Behavioural theories of depression like that of Ferster (1960) and Lewinsohn (1974) suggest it is lack of positive reinforcement, which in turn causes depression. For instance, the increased loss of someone you care about may cause despair due to lack of the positive reinforcement, this can also happen with the loss of employment. Lewinsohn also suggested that whenever others supply the stressed out person attention this reinforces their depressive symptoms and behavior. Yet, in turn when you can find lack of attention by family or friends and insufficient reinforcement this may evenly exacerbate depressive symptoms. He also suggested that people that have too little cultural skills were at a greater threat of becoming stressed out because they lacked communal reinforcement. Lewinsohn and his colleague MacPhillamy also found that folks who are experiencing depressive disorder believe that they may have far fewer enjoyable experiences than those who find themselves not depressed. However, they also suggested that it was the melancholy, which was making people less likely to take part in enjoyable activities. This causes question whether depressive disorder causes negative thinking and perceptions or that the negative perceptions were the reason for the depressive disorder. (McIlveen, 1996) Lewinsohn's theory is a definite exemplory case of operant conditioning as the individual who have depressive symptoms then gets reinforcement for these people by attention from others; this motivates the behaviour to be repeated. Conversely, there are a few definite criticisms that may be made towards Lewinsohn's model. Blaney (1977) suggested that certain of the primary problems with the model is that it can't be tested or proved affectively, and this Lewinsohn's theory was predicated on observation and that he used 'analogue content. ' (Clark, 1999) Quite simply, he centered his work on similar studies which have been done before on the reason for depression. Therefore, in this way Lewinsohn's model lacks target. His theory focuses more on explanation of what depressive symptoms take place when someone lacks or does not engage in pleasurable activities than actually pin- directing the cause of the despair to begin with.

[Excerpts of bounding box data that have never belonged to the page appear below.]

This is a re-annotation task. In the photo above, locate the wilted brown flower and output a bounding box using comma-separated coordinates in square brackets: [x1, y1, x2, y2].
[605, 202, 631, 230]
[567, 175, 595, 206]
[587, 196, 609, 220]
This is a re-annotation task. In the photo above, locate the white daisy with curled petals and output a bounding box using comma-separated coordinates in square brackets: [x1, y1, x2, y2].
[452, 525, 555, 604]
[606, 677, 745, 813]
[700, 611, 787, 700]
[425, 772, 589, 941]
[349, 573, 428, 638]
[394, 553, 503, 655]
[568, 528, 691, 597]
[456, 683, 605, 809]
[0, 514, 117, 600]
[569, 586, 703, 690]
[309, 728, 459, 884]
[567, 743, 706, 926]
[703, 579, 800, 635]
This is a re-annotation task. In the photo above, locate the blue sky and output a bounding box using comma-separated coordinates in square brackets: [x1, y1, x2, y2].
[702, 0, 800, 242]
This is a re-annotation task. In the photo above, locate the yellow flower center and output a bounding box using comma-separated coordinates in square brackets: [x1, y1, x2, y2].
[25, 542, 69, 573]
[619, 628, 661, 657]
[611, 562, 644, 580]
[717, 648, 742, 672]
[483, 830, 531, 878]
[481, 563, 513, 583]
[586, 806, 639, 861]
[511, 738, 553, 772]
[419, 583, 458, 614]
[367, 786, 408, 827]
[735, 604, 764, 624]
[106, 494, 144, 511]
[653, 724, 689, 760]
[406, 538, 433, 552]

In conclusion, it is good to say that there is no one cause of depression. Both behavioural and cognitive- behavioural theories seem to have very good face validity to such that you could apply those to 'real- life' situations and circumstance studies of these with melancholy. Yet, both theories do likewise have their flaws, the key one being that both do not concentrate on biological or genetic causes for depression. The NIMH (National Institute of Mental health) agrees that it is most definitely a mixture of cognitive, genetic and environment factors, that contribute to the cause of depression. (NIMH, 2009) Consequently, all mental health problems are sophisticated and depression is no exception, therefore it cannot have a singular, simple description.